Professor’s solo comedy performance transformed into memoir
Janna Goodwin had three decades of experience writing and performing for theater when she joined the communications faculty at Regis. As her attention shifted away from the stage and toward building courses, she decided to write one last piece before retiring from theater altogether.
After successfully performing the resulting hour-long, standalone, solo comedy piece at venues in New York, Denver and San Francisco and publishing short stories based on the material, Goodwin’s work caught the eye of a publisher, who asked if she had more.
The result is The End of the World Notwithstanding, a book of essays released in April.
The first chapter documents the beginning of the project: After a trip to the Grand Canyon with her husband, Goodwin returned home so inspired that she immediately set off to Wyoming for a personal writing retreat.
Once she got there, any plans for quiet reflection and writing were dashed by a wildfire that threated to encroach on the cabin where she was staying.

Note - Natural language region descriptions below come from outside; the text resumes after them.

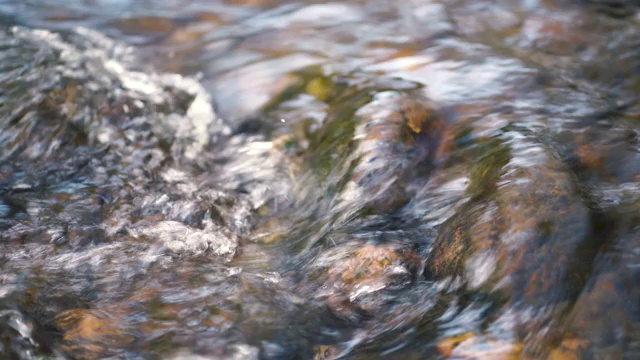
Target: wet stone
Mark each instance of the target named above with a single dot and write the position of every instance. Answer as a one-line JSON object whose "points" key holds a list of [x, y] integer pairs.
{"points": [[523, 239], [353, 277]]}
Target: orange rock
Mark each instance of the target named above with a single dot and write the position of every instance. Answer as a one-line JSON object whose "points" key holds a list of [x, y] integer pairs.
{"points": [[447, 345]]}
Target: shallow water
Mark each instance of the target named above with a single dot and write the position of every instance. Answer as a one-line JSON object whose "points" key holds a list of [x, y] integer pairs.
{"points": [[284, 179]]}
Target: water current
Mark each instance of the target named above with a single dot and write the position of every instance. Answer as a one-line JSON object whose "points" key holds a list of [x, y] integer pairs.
{"points": [[281, 179]]}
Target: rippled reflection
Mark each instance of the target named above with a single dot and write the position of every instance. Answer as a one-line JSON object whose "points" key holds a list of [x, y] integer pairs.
{"points": [[249, 179]]}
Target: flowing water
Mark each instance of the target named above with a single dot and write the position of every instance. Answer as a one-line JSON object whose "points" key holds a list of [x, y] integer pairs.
{"points": [[280, 179]]}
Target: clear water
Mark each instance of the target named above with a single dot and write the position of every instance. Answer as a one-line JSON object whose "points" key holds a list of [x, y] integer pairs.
{"points": [[316, 180]]}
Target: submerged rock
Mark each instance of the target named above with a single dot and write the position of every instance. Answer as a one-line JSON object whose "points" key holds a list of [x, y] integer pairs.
{"points": [[522, 240]]}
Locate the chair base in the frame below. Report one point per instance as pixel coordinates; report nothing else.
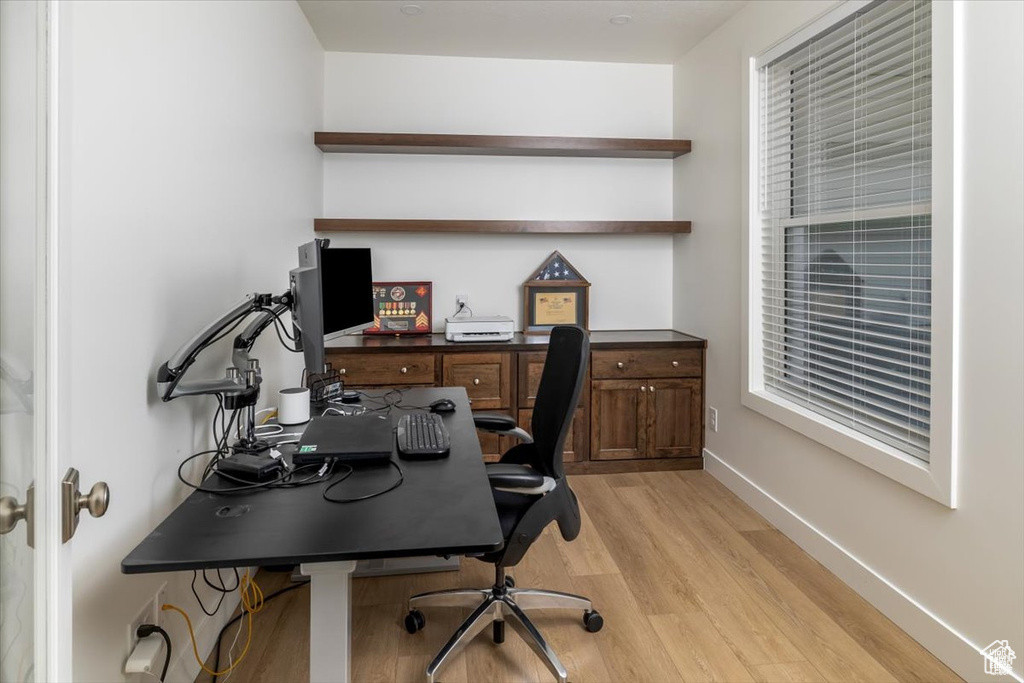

In the chapter, Goodwin shares the worries that consumed her trip.
“I was journaling the whole time, and I thought, ‘This is what it’s going to be about,’ because I have a lot of stories where I am risk-averse, overly attentive to the environment,” Goodwin said. “I have a lot of stories where I was not attentive enough.”
Throughout the book, Goodwin details anxiety about the possibility of encountering a tsunami during a visit to the Pacific Northwest, struggles with an uncontrollable housecat, a near-encounter with a tornado and travels that took her from Oregon to Paris. The book also goes into deeper topics, including one chapter about sexual assault that never made it into the live performance.
“I wanted to tell these stories in the show, (but) my director and some preview audiences said it changed it from a kind of lively and light-hearted comedy,” she said. “‘I took it out of the show. The whole chapter was put back in when I realized that it might fly in a literary collection a little bit better. And I think it does. It may surprise certain readers because the rest of the material does kind of float on the on the top of the question of mortality in danger, and that one sort of sinks down a little bit deeper. I don't like to think of it as a dark chapter, but it is. I mean, fairytales are dark.”
Since it was published, the book has been highlighted by Kirkus, and Goodwin has participated in virtual and live events across the country.
In addition to her work in the communications department, Goodwin is a playwriting mentor in the Mile-High MFA program. Although she has another novel in the works, for now, her main focus is on her work at Regis that includes building two new communications courses.